La GAe Engineering ha redatto lo studio iniziale per l'Allianz Stadium, che la Juventus ha poi messo a disposizione della Lega Serie A

Giunge da un’azienda torinese, la GAe Engineering, il dossier per la riapertura al pubblico dei diciassette stadi della Serie A di calcio, predisposto per l’omonima Lega e sottoposto al Governo per il suo passaggio al Comitato tecnico scientifico (Cts).

Le procedure pensate per gli impianti sportivi all’aperto, peraltro, sono state anche declinate per gli impianti al chiuso, come ad esempio il Palalpitour di Torino e centinaia di impianti sportivi minori e al chiuso, come spiega Giuseppe Gaspare Amaro, amministratore delegato di GAe:Il punto è che le regole generali – accessi e deflussi, misurazione della temperatura all’ingresso, distanza di un metro tra le persone, mascherina sugli spalti, dispenser di gel igienizzanti, posti assegnati preventivamente, personale di servizio con dispositivi di protezione individuale – vanno ragionate caso per caso.

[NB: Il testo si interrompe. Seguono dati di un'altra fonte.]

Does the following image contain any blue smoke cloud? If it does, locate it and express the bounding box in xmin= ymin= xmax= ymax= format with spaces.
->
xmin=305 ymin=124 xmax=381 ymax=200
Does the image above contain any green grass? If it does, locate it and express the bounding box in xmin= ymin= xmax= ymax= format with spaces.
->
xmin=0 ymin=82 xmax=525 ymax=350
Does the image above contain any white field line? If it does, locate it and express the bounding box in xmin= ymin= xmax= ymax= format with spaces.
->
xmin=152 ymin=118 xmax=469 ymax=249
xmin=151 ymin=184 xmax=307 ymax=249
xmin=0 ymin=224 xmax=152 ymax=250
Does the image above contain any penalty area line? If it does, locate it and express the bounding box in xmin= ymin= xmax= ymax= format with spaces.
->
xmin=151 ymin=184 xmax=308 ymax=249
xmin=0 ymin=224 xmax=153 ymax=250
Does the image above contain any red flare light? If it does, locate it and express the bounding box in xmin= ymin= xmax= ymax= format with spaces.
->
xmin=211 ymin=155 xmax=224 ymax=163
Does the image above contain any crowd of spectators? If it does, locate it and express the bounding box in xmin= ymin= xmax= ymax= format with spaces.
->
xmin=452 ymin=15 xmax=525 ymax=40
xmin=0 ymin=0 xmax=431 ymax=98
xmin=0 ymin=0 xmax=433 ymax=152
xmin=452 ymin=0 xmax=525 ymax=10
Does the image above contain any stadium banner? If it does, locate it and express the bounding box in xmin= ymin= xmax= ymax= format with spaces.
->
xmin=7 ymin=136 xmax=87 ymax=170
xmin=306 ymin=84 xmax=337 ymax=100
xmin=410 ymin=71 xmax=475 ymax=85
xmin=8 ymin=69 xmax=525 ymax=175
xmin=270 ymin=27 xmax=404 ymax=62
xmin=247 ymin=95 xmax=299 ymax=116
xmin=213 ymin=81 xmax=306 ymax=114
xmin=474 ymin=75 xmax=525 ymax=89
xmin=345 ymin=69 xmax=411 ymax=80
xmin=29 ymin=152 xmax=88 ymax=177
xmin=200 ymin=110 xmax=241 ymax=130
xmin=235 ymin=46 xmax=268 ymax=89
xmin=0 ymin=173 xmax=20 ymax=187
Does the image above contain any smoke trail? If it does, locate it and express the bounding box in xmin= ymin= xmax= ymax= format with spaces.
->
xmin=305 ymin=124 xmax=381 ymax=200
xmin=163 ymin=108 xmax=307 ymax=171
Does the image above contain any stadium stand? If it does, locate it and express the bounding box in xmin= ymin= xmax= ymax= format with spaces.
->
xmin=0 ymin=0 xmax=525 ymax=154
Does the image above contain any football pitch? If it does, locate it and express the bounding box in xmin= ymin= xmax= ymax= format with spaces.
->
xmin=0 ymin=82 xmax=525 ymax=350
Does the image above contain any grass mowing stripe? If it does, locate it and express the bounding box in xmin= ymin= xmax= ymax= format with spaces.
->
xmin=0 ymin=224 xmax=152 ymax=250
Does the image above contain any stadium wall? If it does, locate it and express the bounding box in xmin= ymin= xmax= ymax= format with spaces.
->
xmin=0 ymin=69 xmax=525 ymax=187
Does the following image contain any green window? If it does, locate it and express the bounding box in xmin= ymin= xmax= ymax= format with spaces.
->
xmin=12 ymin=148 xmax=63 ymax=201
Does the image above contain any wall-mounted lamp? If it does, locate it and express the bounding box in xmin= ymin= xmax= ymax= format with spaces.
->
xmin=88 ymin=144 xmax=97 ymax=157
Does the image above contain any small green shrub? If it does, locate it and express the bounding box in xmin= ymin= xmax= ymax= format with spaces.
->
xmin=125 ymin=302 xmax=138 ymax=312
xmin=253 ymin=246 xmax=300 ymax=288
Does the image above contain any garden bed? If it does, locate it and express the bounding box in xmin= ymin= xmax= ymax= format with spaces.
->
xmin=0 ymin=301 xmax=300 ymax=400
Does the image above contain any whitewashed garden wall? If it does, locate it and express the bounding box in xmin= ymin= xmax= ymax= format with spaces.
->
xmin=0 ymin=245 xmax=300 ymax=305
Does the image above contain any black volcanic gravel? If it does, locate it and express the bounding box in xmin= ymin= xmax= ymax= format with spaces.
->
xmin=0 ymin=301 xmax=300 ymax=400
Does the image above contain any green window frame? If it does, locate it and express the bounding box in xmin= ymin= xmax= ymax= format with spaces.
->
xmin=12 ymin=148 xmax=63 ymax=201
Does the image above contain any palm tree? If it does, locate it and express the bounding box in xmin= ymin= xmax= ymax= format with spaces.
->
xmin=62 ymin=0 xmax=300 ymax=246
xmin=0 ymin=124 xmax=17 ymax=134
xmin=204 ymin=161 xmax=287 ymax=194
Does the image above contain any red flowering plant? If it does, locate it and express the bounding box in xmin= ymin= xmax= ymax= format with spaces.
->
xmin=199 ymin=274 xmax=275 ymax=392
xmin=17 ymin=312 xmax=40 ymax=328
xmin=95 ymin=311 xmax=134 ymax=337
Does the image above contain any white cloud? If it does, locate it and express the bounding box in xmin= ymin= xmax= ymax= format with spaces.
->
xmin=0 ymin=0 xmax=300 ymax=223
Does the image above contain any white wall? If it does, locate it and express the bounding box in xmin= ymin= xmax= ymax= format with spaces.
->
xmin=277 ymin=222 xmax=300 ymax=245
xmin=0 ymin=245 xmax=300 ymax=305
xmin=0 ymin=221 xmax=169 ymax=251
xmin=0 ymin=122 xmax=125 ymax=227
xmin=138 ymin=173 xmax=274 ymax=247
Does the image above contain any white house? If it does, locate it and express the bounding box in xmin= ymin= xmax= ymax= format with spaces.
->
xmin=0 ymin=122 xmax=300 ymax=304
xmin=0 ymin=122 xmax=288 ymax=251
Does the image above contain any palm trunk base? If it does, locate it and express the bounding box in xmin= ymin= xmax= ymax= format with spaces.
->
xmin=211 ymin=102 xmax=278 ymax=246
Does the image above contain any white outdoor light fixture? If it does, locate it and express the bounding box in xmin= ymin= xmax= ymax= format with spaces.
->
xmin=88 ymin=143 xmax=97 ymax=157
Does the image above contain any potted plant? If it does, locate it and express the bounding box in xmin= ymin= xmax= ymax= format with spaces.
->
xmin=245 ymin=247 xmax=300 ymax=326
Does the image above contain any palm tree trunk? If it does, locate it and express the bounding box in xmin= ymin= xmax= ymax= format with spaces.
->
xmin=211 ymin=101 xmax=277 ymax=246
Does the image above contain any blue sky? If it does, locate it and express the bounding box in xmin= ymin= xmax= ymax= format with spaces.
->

Ad esempio, a seconda della forma delle sedute, si potrà stabilire la necessità di mantenere un posto vuoto ogni due oppure ogni tre. Tornelli e romitori (gli spazi che separano le barriere di ingresso dall’impianto) sono un’altra incognita da considerare: l’ampiezza di alcuni è di poco superiore al metro e in altri si arriva a 3 metri”.

“Lo studio iniziale – prosegue Amaro – ci è stato commissionato dalla Juventus per l’Allianz Stadium ed è stato portato a compimento con la cooperazione dello staff operativo della stessa società. Da questo studio, che la Juventus ha messo a disposizione della Lega Serie A, è scaturito il piano generale per gli impianti del massimo campionato nazionale, che la stessa Lega ha poi consegnato al Governo”.

Un progetto che ha mosso i suoi passi dalle regole decretate in un passato non troppo lontano: “La normativa del 1996, aggiornata dalla legge Pisanu, prevede che, nell’intervallo massimo di due ore, un impianto sportivo debba potersi riempire o svuotare. A partire da questo dato, abbiamo creato un sistema per simulare la capienza in periodo di Covid. Sulla base dei calcoli e a seconda di come è strutturato l’impianto è possibile riempirlo da un quarto a un terzo della capienza. Finora negli stadi è stato consentito l’ingresso a mille tifosi, ma ora, gradualmente, questo numero potrà iniziare a crescere”.